Manners v. Morosco, 252 U.S. 317 (1920), was a United States Supreme Court case with two principal holdings. First, the copyright transfer contract in question was not limited to five years because the agreement dealt in minimum requirements. Secondly, the transfer of the copyright for the production of a play on stage did not grant the ability to make a motion picture based on the play. However, a grant of exclusivity implies a negative guarantee that the original creator will not do anything that may adversely affect that exclusivity, meaning the author forfeited their own ability to authorize a motion picture production. The Court enjoined both parties from making a film version.
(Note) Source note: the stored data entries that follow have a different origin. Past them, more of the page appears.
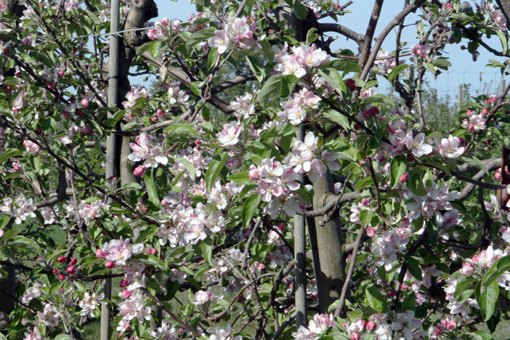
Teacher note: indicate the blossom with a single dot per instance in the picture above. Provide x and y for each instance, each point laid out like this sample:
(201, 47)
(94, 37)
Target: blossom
(142, 150)
(220, 40)
(31, 147)
(219, 333)
(89, 303)
(120, 251)
(406, 323)
(229, 136)
(450, 147)
(416, 144)
(420, 50)
(385, 60)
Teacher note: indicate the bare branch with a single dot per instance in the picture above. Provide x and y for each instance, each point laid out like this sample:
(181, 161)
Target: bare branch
(345, 288)
(334, 27)
(380, 39)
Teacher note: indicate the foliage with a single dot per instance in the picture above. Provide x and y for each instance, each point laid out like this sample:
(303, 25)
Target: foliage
(251, 133)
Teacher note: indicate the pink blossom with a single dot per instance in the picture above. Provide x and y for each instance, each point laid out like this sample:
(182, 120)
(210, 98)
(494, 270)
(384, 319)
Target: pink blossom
(31, 147)
(220, 40)
(420, 50)
(450, 147)
(229, 136)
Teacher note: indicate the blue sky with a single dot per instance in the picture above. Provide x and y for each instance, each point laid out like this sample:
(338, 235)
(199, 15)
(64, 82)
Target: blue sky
(462, 71)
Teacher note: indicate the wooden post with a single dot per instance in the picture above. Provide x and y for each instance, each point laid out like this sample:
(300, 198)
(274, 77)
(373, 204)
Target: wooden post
(285, 13)
(111, 146)
(459, 98)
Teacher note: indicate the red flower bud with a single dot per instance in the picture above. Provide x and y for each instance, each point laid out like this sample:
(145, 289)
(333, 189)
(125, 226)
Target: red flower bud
(71, 269)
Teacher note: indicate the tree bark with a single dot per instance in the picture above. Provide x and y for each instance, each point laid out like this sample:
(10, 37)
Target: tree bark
(330, 264)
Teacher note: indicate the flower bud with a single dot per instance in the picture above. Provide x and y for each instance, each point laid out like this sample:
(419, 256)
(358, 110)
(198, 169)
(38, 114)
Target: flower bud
(355, 336)
(139, 171)
(125, 294)
(99, 253)
(71, 269)
(370, 232)
(351, 84)
(467, 269)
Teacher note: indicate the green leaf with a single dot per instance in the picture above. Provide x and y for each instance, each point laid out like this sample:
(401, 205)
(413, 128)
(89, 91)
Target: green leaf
(154, 49)
(409, 302)
(132, 185)
(151, 261)
(250, 207)
(472, 160)
(267, 49)
(334, 79)
(4, 221)
(365, 217)
(413, 265)
(442, 63)
(487, 296)
(258, 70)
(397, 169)
(497, 269)
(396, 71)
(271, 88)
(206, 246)
(504, 42)
(338, 118)
(364, 183)
(21, 242)
(347, 66)
(214, 170)
(200, 36)
(62, 337)
(195, 88)
(148, 178)
(187, 164)
(242, 177)
(311, 36)
(300, 10)
(463, 283)
(289, 83)
(374, 299)
(181, 130)
(9, 154)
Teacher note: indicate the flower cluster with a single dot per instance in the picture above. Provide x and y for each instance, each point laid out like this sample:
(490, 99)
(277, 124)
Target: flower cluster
(296, 108)
(91, 211)
(20, 208)
(89, 303)
(388, 245)
(301, 61)
(385, 60)
(306, 158)
(143, 151)
(432, 204)
(118, 252)
(229, 136)
(319, 324)
(135, 93)
(243, 106)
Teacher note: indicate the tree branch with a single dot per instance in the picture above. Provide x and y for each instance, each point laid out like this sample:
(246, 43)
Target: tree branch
(334, 27)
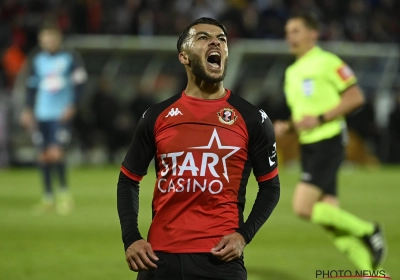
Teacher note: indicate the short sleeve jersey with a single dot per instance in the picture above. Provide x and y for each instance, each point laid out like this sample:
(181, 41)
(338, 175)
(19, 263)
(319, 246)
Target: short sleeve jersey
(204, 151)
(313, 85)
(54, 75)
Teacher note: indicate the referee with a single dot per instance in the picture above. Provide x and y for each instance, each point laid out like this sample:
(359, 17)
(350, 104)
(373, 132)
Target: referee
(320, 89)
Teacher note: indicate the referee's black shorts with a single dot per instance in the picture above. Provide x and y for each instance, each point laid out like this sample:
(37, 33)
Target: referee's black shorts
(195, 266)
(320, 162)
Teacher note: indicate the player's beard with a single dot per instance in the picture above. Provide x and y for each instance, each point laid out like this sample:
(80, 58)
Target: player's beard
(200, 72)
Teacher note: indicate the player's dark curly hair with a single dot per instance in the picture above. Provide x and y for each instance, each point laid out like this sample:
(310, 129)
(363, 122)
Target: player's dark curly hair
(203, 20)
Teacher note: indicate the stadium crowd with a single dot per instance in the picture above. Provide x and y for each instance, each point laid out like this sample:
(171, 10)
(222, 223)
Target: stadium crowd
(354, 20)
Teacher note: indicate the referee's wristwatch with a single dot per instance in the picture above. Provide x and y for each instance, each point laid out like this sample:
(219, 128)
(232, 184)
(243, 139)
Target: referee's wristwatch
(321, 119)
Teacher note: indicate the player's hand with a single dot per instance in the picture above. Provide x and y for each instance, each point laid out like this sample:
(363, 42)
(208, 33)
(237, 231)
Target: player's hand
(27, 120)
(281, 127)
(307, 123)
(140, 256)
(68, 114)
(230, 247)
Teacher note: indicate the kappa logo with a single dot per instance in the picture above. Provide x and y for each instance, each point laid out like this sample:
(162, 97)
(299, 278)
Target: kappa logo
(264, 115)
(227, 116)
(173, 112)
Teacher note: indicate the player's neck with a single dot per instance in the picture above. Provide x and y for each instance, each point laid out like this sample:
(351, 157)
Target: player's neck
(205, 90)
(305, 51)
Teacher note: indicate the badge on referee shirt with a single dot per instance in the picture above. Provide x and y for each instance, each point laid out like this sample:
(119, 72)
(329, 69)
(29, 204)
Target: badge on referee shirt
(308, 87)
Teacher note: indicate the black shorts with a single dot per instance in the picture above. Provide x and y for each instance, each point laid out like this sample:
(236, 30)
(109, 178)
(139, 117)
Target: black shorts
(320, 163)
(195, 266)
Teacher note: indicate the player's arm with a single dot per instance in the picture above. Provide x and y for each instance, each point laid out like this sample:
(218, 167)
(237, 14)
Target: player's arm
(263, 157)
(32, 82)
(78, 76)
(139, 254)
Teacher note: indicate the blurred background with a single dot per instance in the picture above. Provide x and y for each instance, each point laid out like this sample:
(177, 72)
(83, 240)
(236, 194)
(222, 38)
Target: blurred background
(129, 51)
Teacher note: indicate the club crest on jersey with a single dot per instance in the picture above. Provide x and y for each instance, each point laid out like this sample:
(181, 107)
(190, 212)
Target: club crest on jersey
(227, 116)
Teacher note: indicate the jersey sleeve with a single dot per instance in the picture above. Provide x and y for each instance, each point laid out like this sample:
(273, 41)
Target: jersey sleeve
(142, 148)
(32, 80)
(262, 148)
(339, 73)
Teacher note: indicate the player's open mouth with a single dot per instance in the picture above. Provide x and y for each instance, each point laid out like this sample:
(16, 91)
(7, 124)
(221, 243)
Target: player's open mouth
(214, 59)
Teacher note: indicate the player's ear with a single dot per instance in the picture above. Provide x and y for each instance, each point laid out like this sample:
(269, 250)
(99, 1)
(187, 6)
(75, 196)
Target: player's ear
(183, 58)
(315, 35)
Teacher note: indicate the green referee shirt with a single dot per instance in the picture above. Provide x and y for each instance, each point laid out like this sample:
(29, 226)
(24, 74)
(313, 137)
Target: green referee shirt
(313, 85)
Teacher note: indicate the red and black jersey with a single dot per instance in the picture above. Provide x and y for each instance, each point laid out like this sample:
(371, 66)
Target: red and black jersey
(204, 151)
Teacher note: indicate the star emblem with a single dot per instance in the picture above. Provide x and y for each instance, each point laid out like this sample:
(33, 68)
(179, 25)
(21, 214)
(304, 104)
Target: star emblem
(215, 137)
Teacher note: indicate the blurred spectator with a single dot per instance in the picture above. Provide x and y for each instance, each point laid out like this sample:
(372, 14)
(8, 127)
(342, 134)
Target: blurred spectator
(355, 20)
(12, 60)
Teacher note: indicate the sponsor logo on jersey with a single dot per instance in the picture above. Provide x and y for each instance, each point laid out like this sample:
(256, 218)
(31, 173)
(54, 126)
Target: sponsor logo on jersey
(272, 155)
(227, 116)
(264, 116)
(173, 112)
(308, 87)
(183, 171)
(345, 72)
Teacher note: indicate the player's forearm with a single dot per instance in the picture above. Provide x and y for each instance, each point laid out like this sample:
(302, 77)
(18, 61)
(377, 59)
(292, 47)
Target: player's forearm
(352, 99)
(30, 97)
(78, 92)
(267, 198)
(128, 209)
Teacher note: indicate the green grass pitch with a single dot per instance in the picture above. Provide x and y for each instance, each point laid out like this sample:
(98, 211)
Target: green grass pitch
(86, 245)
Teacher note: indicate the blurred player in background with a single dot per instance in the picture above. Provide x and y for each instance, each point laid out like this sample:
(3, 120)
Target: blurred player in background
(320, 90)
(205, 141)
(55, 82)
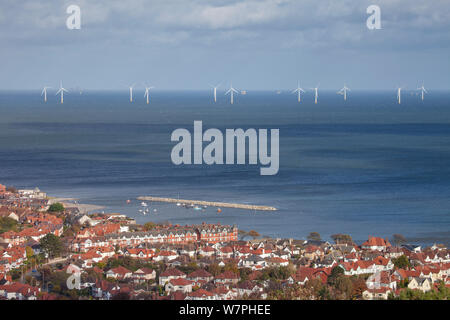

The case concerned Peg o' My Heart by J. Hartley Manners. A film version of the play was created in 1919 directed by William C. deMille and starring Wanda Hawley, but it was never released due to the legal issues raised by this case. Manners did produce a 1922 version starring his wife Laurette Taylor, and a 1933 version emerged later.

Justices John Hessin Clarke and Mahlon Pitney dissented because they saw nothing in the original or revised contract indicating that either party expected the agreement to last longer than five years.